We extensively analyzed and characterized a versatile cross-linking strategy in order to stabilize CCMV nanoparticles after cargo loading to make them suitable for efficient in vitro siRNA delivery. We exploited the reducible DTSSP cross-linker in order to conjugate lysines on the particle surface, thereby creating a reversibly cross-linked system that preserves particle integrity. A range of different CCMV variants was analyzed for their stability at physiological conditions and loading capacity. After optimizing the reaction conditions the His-tagged native form of the virus capsid protein (variant 1) proved to give the most promising features.

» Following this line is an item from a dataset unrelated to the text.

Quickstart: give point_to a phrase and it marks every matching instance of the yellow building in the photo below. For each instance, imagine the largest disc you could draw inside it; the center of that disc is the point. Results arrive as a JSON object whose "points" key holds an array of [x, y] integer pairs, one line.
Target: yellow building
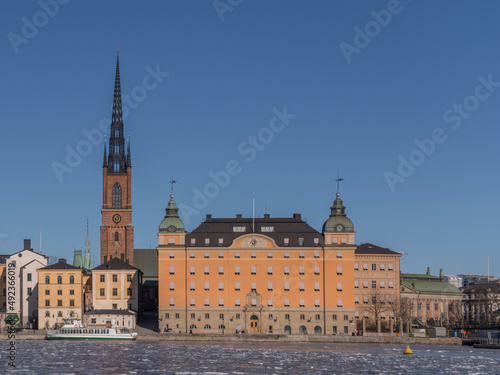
{"points": [[266, 275], [376, 284], [116, 294], [60, 293]]}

The cross-linked particles were stable at physiological conditions at 37 °C over time, in contrast to the un-cross-linked variant, and they were effectively loaded with an encapsulation efficiency of 74% and 45% for tRNA and siRNA, respectively. We showed that particles loaded with antiluciferase siRNA can efficiently knock down protein expression in the presence of lipofectamine. The addition of a nuclease had no effect on gene silencing efficiency, whereas siRNA complexed with lipofectamine was completely degraded under the same conditions. We think that our siRNA loaded and cross-linked CCMV platform is highly suitable for gene delivery applications; furthermore our reversible cross-linking method greatly widens the application scope of CCMV particles to many types of drug delivery.